Raymond of Toulouse was in a desperate fix. He still enjoyed considerable support, but even some Provencal crusaders were beginning to lose faith. Around this time, Tancred, whose support Raymond had earlier bought with the handsome gift of '5,000 solidi and two thoroughbred Arabian horses,' broke ranks with the count and transfened his allegiance to Godfrey of Bouillon. Sensing that the aura that had surrounded the Holy Lance was now shattered, Raymond made a calculated decision: no longer able to rely upon the power gained from association with one relic cult, he cynically resolved to 'create' another. In order to replace the totemistic energy of the Lance, Raymond looked once again to appropriate the memory of Adhdmar of Le Puy. In life the bishop had carried a relic of the True Cross—a small piece of wood believed to have been part of the cross upon which Christ was crucified—and on his death this had found its way to the port of Latakia. Raymond now dispatched Adhemar's brother, William Hugh of Monteil, on an urgent mission to Latakia to recover the relic. Raymond's plan was not bluntly to forsake the Holy Lance, but rather initially to augment and then gradually replace its cult with that of Adhemar's cross. This scheme was not wholly successful, for when William Hugh duly returned with the relic in hand Raymond's own entourage became so imbued with crusading zeal that they too wanted only to make an immediate departure for Jerusalem.
Ultimately, Raymond manoeuvred himself into a corner. He allowed his capability as a leader to be too closely equated with success at Arqa. As the crusaders' siege of the town foundered, the double blows of Peter Bartholomew's death and the widespread unpopularity of Raymond's pro-Byzantine stance left the count reeling. With even his own men demanding a resumption of the march south, he was forced to concede. In the first week of May, Raymond finally agreed to leave Arqa unconquered and continue the journey to Jerusalem.
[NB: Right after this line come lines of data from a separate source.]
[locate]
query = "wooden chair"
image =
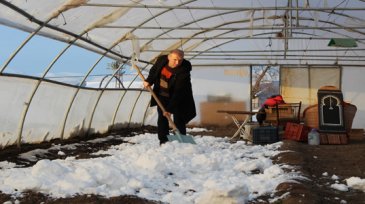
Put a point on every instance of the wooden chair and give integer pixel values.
(281, 114)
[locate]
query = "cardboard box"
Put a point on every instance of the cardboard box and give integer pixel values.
(333, 138)
(265, 135)
(297, 132)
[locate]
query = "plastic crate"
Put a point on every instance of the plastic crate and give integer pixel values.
(265, 135)
(297, 132)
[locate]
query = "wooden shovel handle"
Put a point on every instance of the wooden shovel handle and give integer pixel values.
(157, 100)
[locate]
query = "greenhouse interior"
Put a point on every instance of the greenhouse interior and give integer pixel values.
(67, 68)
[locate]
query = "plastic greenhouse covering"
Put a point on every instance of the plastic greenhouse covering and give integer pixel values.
(65, 65)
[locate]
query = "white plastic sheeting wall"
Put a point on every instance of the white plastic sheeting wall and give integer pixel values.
(47, 111)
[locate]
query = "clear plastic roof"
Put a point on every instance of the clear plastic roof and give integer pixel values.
(211, 32)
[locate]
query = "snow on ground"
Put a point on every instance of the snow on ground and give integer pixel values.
(212, 171)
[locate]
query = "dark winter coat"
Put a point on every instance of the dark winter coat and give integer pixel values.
(180, 90)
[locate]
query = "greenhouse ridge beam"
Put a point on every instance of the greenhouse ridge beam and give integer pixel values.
(238, 28)
(225, 8)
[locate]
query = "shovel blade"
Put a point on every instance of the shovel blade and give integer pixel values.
(181, 138)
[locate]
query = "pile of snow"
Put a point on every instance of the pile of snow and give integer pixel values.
(212, 171)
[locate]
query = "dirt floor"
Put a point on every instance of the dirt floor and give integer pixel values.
(317, 163)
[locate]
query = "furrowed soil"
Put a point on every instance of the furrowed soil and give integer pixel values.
(321, 166)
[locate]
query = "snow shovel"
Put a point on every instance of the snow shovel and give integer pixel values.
(178, 136)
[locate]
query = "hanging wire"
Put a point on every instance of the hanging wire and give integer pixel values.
(64, 19)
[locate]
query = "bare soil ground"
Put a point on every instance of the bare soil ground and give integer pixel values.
(344, 161)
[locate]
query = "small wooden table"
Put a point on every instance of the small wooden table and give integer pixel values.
(241, 127)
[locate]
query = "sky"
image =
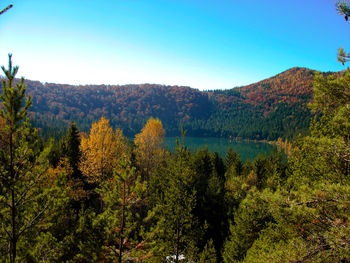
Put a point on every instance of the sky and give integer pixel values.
(204, 44)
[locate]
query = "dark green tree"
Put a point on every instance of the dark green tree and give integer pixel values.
(72, 149)
(24, 199)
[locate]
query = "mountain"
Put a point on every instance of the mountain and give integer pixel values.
(272, 108)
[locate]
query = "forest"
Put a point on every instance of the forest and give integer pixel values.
(273, 108)
(95, 195)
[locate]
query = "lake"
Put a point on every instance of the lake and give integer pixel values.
(246, 149)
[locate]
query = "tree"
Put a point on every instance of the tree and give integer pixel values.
(122, 197)
(24, 199)
(148, 146)
(343, 8)
(72, 148)
(174, 232)
(100, 151)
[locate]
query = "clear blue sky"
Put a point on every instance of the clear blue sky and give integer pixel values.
(205, 44)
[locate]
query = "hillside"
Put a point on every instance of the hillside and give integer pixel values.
(272, 108)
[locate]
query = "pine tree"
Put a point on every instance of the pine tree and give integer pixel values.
(24, 199)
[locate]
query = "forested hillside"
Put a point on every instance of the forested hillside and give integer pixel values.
(275, 107)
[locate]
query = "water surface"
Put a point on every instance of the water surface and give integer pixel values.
(247, 149)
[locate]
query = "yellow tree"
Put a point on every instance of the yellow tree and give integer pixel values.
(101, 150)
(148, 146)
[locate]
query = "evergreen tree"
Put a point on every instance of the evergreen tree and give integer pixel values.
(24, 191)
(174, 233)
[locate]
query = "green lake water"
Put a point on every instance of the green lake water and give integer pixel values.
(247, 149)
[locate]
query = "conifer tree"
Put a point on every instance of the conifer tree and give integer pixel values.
(24, 199)
(122, 195)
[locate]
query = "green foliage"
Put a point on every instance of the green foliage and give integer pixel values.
(174, 232)
(272, 108)
(27, 193)
(122, 197)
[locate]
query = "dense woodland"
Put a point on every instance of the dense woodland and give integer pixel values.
(273, 108)
(96, 196)
(99, 197)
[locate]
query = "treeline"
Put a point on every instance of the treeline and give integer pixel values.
(97, 197)
(273, 108)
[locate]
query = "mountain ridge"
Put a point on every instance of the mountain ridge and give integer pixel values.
(268, 109)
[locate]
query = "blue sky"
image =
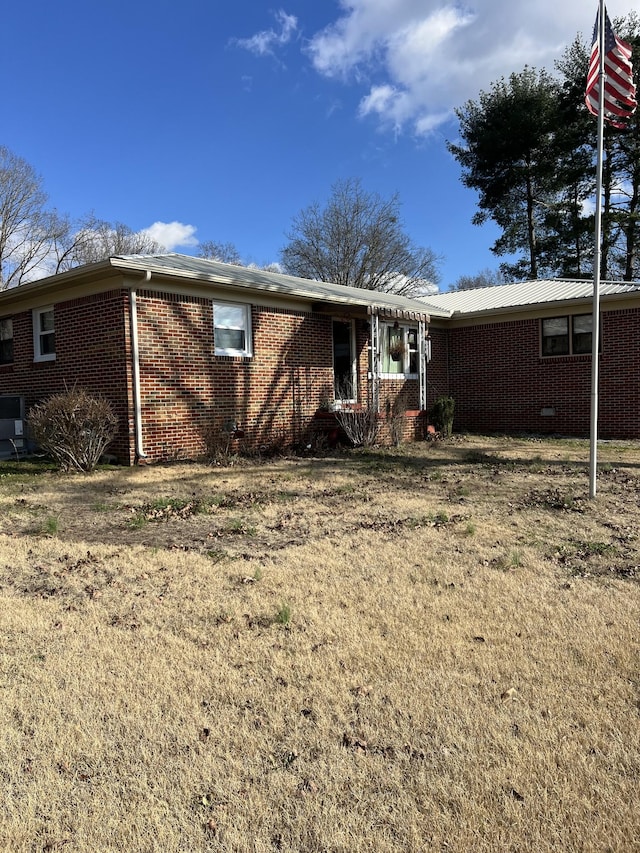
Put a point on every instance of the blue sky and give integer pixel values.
(222, 120)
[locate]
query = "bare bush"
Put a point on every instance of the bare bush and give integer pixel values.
(74, 428)
(360, 426)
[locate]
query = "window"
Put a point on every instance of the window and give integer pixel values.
(44, 336)
(6, 341)
(567, 335)
(232, 329)
(344, 361)
(399, 350)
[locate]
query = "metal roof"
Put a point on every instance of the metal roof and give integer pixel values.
(524, 294)
(185, 266)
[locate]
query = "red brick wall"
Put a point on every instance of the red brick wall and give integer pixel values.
(186, 389)
(91, 337)
(501, 383)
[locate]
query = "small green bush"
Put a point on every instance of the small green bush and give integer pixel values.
(74, 428)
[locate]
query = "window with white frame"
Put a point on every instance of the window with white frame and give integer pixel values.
(399, 350)
(44, 335)
(6, 340)
(232, 329)
(569, 335)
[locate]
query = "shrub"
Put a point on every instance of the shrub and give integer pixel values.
(441, 415)
(360, 426)
(74, 428)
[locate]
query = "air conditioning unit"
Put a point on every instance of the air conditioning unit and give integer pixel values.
(12, 438)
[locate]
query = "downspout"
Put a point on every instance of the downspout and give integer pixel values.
(135, 359)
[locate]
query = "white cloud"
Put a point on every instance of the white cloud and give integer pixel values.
(423, 58)
(171, 235)
(265, 42)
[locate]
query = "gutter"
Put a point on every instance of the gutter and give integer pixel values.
(135, 364)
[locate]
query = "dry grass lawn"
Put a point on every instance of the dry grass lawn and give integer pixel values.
(429, 648)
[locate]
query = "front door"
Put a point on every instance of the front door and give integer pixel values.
(344, 361)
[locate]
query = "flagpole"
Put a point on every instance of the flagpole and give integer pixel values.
(597, 256)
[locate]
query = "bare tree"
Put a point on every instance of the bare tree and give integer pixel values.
(226, 253)
(484, 278)
(27, 227)
(92, 240)
(358, 240)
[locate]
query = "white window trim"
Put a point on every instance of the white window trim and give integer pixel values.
(404, 373)
(247, 352)
(37, 354)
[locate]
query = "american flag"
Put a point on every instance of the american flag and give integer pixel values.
(619, 88)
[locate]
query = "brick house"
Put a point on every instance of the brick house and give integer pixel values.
(181, 345)
(517, 357)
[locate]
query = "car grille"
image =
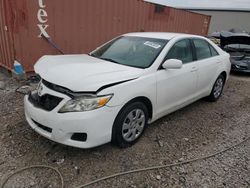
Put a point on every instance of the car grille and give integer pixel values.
(47, 129)
(46, 102)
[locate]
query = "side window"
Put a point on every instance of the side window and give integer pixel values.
(213, 51)
(182, 51)
(202, 49)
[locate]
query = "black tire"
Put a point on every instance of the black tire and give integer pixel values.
(118, 132)
(214, 96)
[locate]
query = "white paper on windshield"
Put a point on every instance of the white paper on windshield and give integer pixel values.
(152, 44)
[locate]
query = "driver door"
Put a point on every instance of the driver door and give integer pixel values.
(177, 87)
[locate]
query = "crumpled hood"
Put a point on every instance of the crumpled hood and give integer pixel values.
(83, 73)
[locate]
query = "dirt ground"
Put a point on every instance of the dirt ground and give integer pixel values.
(197, 130)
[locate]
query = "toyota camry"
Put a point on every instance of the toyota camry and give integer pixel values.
(113, 93)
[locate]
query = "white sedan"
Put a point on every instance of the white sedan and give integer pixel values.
(113, 93)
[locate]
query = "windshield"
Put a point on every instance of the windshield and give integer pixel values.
(131, 51)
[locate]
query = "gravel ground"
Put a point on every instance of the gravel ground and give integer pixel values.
(197, 130)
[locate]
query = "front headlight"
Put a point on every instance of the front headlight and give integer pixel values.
(85, 103)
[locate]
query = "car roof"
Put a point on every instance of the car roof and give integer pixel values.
(160, 35)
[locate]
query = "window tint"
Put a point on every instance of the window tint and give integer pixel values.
(202, 49)
(181, 51)
(213, 51)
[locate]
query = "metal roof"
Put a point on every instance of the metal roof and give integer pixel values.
(198, 6)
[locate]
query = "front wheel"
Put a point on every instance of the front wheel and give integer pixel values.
(130, 124)
(217, 89)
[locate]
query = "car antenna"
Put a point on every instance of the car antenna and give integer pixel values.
(49, 40)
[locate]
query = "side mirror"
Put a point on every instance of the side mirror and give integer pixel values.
(172, 64)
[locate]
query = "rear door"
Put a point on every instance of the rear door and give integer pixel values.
(177, 86)
(208, 61)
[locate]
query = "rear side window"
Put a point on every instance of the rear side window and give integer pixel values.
(213, 51)
(181, 51)
(202, 49)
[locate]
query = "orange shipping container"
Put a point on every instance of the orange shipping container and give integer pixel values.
(79, 26)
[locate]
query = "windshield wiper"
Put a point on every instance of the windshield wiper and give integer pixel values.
(109, 59)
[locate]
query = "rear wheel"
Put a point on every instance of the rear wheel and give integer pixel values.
(217, 89)
(130, 124)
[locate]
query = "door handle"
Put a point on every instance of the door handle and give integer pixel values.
(194, 69)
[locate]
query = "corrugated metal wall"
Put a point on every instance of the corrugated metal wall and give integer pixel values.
(79, 26)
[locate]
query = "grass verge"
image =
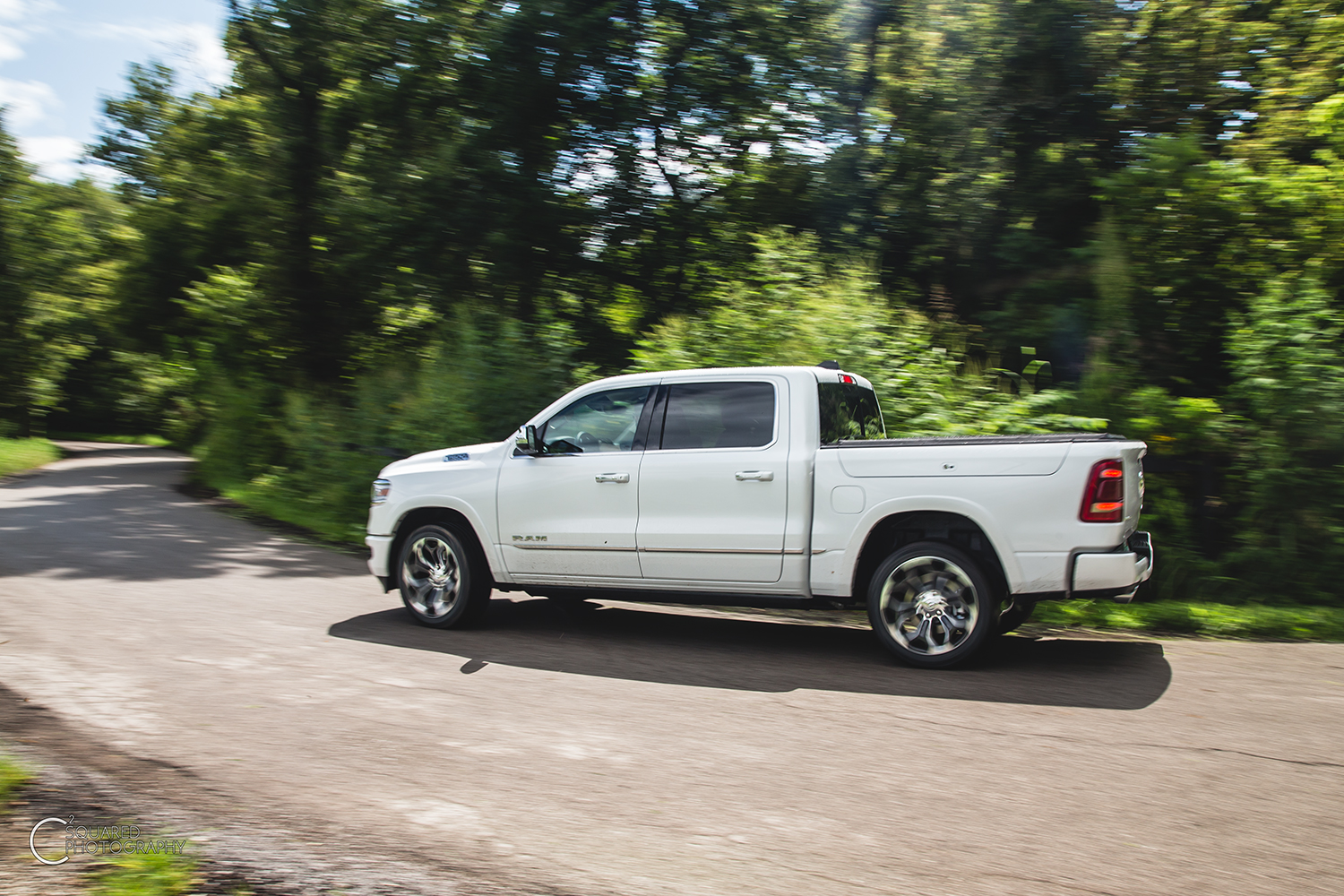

As the march began, the crusaders were pleasantly surprised to find that the southern Levantine climate affected seasonal change. One writer observed: 'We were eating spring beans in the middle of March and corn in the middle of April.' With an earlier harvest they hoped to find plentiful supplies on their journey through Palestine. Once the decision was reached, the siege of Arqa was promptly abandoned. The crusaders passed through Tripoli in peace and by 16 May they were at last set on the road to Jerusalem.
The pilgrimage to the Holy City was now in its final stage, but the crusade would never again be dominated by Raymond of Toulouse. The count had, for a time, held sway over the expedition, even coming close to standing as its unchallenged leader, but the debacle at Arqa was a watershed in his career. From now on he would have to share power and prestige with his fellow princes.